Peace Agreement Clears the Way To Rebuild Sudan
This article is from the archive of The New York Sun before the launch of its new website in 2022. The Sun has neither altered nor updated such articles but will seek to correct any errors, mis-categorizations or other problems introduced during transfer.

JUBAI, Sudan – In the rugged plains of southern Sudan, Africa’s longest war dashed the simplest hopes of two generations.
Yet the signing of a peace agreement between Sudan’s regime and southern rebels has, at last, cleared the way for an ambitious reconstruction and development scheme.
Last month, international donors meeting in Oslo pledged $4.5 billion for southern Sudan.
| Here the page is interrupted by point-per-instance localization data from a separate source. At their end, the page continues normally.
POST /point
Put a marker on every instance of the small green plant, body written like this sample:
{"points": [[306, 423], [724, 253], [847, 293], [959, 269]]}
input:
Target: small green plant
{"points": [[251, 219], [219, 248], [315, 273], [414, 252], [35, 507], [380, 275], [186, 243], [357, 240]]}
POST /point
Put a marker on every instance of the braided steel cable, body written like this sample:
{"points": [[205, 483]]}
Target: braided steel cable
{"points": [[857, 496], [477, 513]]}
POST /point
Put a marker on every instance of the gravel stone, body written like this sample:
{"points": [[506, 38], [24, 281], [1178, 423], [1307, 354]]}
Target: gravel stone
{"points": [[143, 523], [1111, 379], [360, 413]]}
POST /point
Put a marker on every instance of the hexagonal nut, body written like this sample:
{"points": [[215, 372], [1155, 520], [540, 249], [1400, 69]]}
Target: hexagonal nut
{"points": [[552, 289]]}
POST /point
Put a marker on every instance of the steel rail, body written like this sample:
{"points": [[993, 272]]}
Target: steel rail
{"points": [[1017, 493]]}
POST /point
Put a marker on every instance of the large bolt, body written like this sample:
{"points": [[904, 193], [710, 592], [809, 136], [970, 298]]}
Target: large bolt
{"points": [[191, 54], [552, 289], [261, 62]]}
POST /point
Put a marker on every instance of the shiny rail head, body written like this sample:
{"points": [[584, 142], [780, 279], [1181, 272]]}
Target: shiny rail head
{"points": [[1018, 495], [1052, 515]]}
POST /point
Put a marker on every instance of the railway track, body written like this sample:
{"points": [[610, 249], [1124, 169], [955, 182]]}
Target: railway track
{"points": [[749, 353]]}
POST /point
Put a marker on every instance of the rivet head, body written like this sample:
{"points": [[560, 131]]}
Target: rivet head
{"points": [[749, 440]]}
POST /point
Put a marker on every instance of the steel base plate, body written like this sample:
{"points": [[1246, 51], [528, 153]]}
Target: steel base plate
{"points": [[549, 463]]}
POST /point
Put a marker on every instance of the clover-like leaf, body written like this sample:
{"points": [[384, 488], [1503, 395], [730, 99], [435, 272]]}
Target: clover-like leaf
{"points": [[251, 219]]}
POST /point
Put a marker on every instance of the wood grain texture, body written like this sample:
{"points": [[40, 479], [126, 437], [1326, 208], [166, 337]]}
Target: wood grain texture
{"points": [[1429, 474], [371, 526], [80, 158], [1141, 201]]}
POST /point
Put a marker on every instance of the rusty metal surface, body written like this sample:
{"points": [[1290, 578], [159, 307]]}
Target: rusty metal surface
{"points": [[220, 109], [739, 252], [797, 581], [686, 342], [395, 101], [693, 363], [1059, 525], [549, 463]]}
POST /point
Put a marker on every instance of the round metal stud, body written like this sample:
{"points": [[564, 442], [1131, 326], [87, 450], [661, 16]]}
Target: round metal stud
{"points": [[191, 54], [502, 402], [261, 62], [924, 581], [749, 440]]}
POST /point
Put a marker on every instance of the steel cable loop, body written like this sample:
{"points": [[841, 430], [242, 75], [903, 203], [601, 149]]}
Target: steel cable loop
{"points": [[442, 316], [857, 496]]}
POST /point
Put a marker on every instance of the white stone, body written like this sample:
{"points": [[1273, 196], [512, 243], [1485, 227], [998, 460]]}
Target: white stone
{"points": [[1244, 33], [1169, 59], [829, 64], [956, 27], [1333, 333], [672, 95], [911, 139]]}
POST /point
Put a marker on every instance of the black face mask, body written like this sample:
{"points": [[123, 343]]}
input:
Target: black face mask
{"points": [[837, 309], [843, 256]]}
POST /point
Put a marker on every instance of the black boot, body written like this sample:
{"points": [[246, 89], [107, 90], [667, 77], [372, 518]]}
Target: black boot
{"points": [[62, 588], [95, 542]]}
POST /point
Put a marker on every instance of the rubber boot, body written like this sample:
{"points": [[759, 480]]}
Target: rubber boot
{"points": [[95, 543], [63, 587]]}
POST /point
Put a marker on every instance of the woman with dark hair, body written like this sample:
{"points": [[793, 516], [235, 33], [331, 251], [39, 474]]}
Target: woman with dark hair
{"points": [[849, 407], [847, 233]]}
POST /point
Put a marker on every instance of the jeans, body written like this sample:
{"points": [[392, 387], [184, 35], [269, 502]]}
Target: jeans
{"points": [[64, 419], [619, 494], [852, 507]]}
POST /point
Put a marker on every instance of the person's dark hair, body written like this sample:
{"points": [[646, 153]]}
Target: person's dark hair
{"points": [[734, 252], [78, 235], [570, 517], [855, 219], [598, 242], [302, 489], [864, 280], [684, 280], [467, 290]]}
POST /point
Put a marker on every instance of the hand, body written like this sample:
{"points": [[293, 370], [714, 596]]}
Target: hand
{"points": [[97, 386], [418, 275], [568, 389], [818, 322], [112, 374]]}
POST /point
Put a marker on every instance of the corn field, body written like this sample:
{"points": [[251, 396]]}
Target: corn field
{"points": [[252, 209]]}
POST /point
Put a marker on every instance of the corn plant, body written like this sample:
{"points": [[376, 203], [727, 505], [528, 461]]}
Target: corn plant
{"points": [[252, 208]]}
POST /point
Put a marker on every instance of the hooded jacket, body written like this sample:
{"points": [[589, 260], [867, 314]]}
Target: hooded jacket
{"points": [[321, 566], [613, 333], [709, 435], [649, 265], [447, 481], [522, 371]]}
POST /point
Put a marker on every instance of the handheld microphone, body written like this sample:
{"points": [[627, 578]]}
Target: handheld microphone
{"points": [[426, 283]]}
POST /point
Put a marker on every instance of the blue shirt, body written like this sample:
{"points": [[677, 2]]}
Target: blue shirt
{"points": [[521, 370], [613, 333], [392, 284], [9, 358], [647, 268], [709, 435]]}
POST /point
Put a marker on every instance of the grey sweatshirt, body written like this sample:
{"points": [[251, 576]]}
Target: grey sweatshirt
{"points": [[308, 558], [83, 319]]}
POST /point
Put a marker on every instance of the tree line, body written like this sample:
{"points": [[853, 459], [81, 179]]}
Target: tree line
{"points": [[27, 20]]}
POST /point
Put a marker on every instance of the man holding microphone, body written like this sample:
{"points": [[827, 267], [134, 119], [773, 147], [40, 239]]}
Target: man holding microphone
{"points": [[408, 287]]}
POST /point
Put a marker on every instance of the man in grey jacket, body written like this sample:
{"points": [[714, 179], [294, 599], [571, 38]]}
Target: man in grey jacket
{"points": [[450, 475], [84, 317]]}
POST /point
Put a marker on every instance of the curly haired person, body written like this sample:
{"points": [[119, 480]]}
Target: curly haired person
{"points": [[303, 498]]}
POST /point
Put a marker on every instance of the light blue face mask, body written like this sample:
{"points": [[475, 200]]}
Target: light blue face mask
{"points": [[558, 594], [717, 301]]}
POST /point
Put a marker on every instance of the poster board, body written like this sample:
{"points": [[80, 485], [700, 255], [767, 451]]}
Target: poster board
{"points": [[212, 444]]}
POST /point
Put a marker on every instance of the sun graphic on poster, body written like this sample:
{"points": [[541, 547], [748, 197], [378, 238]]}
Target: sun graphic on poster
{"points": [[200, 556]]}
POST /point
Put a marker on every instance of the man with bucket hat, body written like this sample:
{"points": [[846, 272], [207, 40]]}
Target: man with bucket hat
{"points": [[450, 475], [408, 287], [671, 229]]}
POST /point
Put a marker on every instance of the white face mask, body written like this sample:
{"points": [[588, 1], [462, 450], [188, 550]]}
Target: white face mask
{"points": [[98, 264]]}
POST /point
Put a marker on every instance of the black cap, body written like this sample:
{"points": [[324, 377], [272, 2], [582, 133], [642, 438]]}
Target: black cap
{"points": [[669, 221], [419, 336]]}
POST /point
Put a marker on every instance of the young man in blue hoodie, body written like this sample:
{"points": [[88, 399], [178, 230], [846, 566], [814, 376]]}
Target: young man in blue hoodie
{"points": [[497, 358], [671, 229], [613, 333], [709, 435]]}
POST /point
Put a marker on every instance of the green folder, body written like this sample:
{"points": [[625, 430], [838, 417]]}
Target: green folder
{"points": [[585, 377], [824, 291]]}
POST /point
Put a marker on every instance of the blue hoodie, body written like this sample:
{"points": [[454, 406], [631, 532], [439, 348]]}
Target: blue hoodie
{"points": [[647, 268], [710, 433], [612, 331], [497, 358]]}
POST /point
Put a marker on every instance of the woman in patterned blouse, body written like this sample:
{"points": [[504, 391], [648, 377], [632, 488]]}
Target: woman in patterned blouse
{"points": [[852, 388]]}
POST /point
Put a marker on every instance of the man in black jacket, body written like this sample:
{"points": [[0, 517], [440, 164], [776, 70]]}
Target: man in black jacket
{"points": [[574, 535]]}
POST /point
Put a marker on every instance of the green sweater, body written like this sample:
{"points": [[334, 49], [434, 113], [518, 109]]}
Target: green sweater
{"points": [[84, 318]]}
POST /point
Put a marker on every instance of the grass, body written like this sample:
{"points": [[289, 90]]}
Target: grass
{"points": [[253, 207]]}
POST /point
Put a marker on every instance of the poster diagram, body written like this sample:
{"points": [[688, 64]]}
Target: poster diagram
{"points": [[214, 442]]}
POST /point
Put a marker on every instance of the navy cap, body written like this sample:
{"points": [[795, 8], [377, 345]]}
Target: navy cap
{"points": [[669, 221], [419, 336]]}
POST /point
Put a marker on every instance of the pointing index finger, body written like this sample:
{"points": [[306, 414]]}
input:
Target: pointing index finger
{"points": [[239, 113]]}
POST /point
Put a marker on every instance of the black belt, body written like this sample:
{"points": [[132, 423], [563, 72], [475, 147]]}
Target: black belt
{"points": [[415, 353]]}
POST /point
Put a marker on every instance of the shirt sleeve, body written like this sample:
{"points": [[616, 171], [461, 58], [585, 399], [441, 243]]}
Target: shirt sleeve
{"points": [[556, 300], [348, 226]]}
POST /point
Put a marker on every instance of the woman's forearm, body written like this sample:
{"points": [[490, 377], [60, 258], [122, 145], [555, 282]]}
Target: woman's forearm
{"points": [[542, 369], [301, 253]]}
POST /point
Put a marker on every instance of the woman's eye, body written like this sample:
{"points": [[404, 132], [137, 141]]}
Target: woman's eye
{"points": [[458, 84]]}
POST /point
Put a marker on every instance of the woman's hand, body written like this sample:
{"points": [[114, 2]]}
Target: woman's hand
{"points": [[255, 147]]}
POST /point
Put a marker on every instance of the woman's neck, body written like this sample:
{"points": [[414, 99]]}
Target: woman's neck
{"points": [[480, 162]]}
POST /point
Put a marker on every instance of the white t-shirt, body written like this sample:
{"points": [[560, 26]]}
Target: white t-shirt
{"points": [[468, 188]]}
The task they have shouldered is monumental. This vast area has known only 10 years of peace since 1955.
The last round of a brutal conflict between the Arab-dominated regime and black African rebels cost 2 million lives.
Today, an area more than twice the size of Britain possesses hardly a single mile of tarred road. Last year, only 2,000 boys and 500 girls completed elementary school – in a region with 7.5 million people. The consequence is that three-quarters of adults are illiterate. Worse, almost 70% of infants are malnourished. One child in four will not live to see a fifth birthday.
Unicef distributes pencils and exercise books to Juba’s 120 threadbare schools, 85 of which have no buildings and hold classes under trees or in mud shelters. Donors plan to build new schools and restore existing ones, but there are no local contractors capable of doing the job, nor any supplies of building material.
Juba was the only large town in southern Sudan that remained under government control throughout the fighting. Rebels from the Sudan People’s Liberation Army surrounded Juba and besieged its 250,000 inhabitants for 20 years. Even today, it remains isolated. Land mines block every dirt road in the surrounding bush, and it is supplied by aircraft flying from Khartoum, 800 miles to the north. Everything comes from the capital, meaning that basic essentials are two or three times more expensive than anywhere else in Sudan.